The change wasn't instant. It was worse than that. It was silent.
A flicker in the air. A shift in temperature. A breath the land itself seemed to hold.
Reven stood at the centre of the node platform, still connected, still humming faintly with the residual charge of the system's activation. Around him, the ground was quiet. Still. But above, the sky had fractured again—this time, not just with Riftlight.
Now it shimmered with echoes. Memory itself was bleeding.
Kaela stepped to his side, eyes narrowed. "What did you do?"
"I told the truth," Reven said.
Kaelex moved slower. She approached like a soldier walking toward a bomb she helped build.
"You didn't just open the node," she said. "You unsealed it."
Reven looked at her. "What does that mean?"
Her voice was low. Controlled.
"It means the system is now transmitting legacy memory to every active Core. Flameborn or not."
Lirien, still airborne above them, called down. "You're saying anyone even partially linked—Supremes, Skyborn fragments, Bonebound—all of them…"
"They're waking up," Kaelex said.
"And they'll remember everything."
The first tremors began within the hour.
A wave of low frequency pulses shivered through the land, rippling across the glass fields and echoing through the ancient infrastructure buried beneath. Towers, long dead, flickered back to life. Structures hidden beneath the crust of the world began to pulse with faint light.
Reven sat near the node, drinking cold water from a ration tube, while Kaela stood watch at the perimeter.
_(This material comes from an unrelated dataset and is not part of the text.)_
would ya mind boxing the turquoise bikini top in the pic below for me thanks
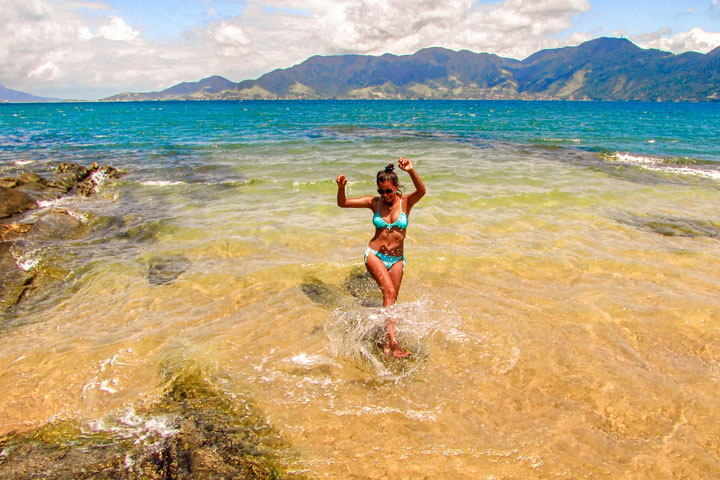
[373,200,409,231]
Lirien scanned the air for aerial surveillance, and Kaelex adjusted the frequency output of the Flamecore with sharp, precise motions.
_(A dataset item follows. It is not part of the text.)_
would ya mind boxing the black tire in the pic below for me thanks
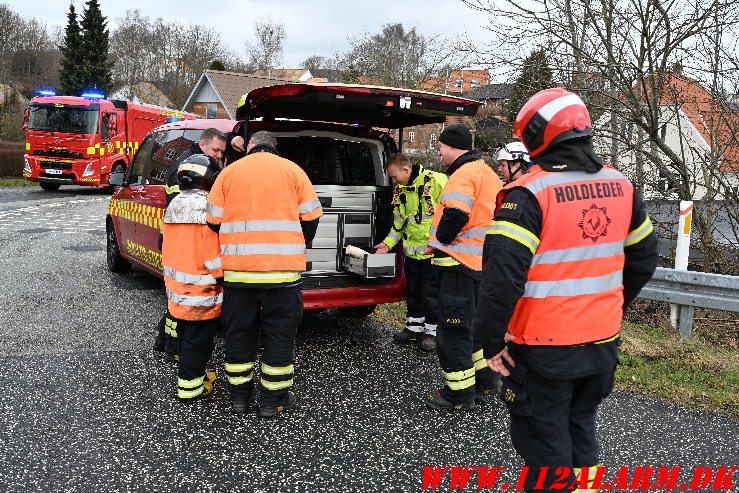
[107,220,131,273]
[105,163,126,194]
[40,182,60,191]
[337,304,377,318]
"The Supremes will know where this happened," Kaelex said. "They'll send someone."
"Raze?" Kaela asked, jaw tightening.
"Or worse."
Reven stood, wiping sweat from his brow. "Let them come."
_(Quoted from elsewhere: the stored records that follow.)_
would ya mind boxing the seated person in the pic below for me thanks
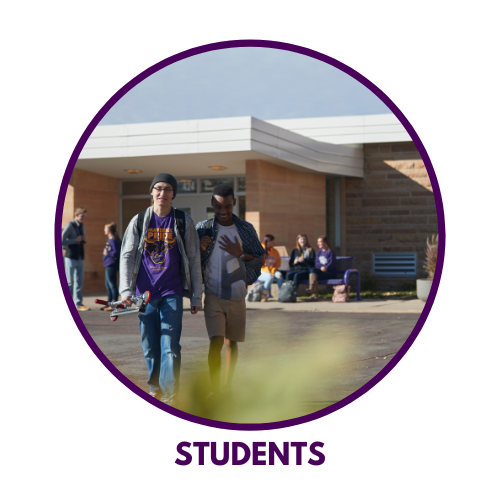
[309,235,337,300]
[286,234,316,291]
[259,234,284,301]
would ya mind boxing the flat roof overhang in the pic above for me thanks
[77,116,364,180]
Kaela gave him a look. "You're not exactly subtle anymore."
"I was never supposed to be subtle."
By nightfall, they reached a new safe point—an abandoned storm shelter built into a shallow ridge. The place was old, patched together with Dominion metal and tribal masonry. A blend of histories that didn't trust each other when they were whole.
Reven sat alone near the rear, where a cracked monitor still flickered with static. He stared at it, even though there was nothing to see. His mind buzzed.
Not with pain. Not even with voices. Just everything. Names. Events. Weapons never built. Songs from civilizations gone. Faces he'd never met but now remembered better than his own.
Kaela sat beside him in silence. She didn't press. Finally, he broke it.
"I'm not sure where I end anymore."
She looked at him. "You still bleed."
"That's not the same as being human."
"No," she agreed. "But it's close enough to keep you honest."
Reven smiled faintly. "That's why I keep you close."
Kaela gave him a look. "Don't make this sentimental."
"I wouldn't dare."
They sat in silence again. Then came a sound—like a soft, rhythmic pulse, echoing across the Ridge.
Lirien stepped in through the rear corridor, feathers rustling.
"They're here."
Outside, shapes formed at the edge of the valley—tall figures in black armour trimmed with red, helmets shaped like serpents. Reven didn't need confirmation.
Supremes and they weren't here to talk.
Kaelex stepped into the open and raised her voice.
"You've entered a node-saturated zone. Any Core-aligned beings must submit or vacate."
The lead figure replied with static.
Then: "The Flamebearer has committed systemic heresy. The memory lattice is unstable. Reset is now authorized."
Kaela scoffed. "They want to erase the truth before it spreads."
Reven stepped forward. The Flamecore in his grip pulsed once. Bright. Defiant.
"You don't get to rewrite the world again," he said.
The Supreme officer lifted a hand. Dozens of soldiers raised weapons.
Kaelex whispered, "This is it."
Reven nodded.
"Then we hold the memory."
He raised the Flamecore and the ground exploded with fire.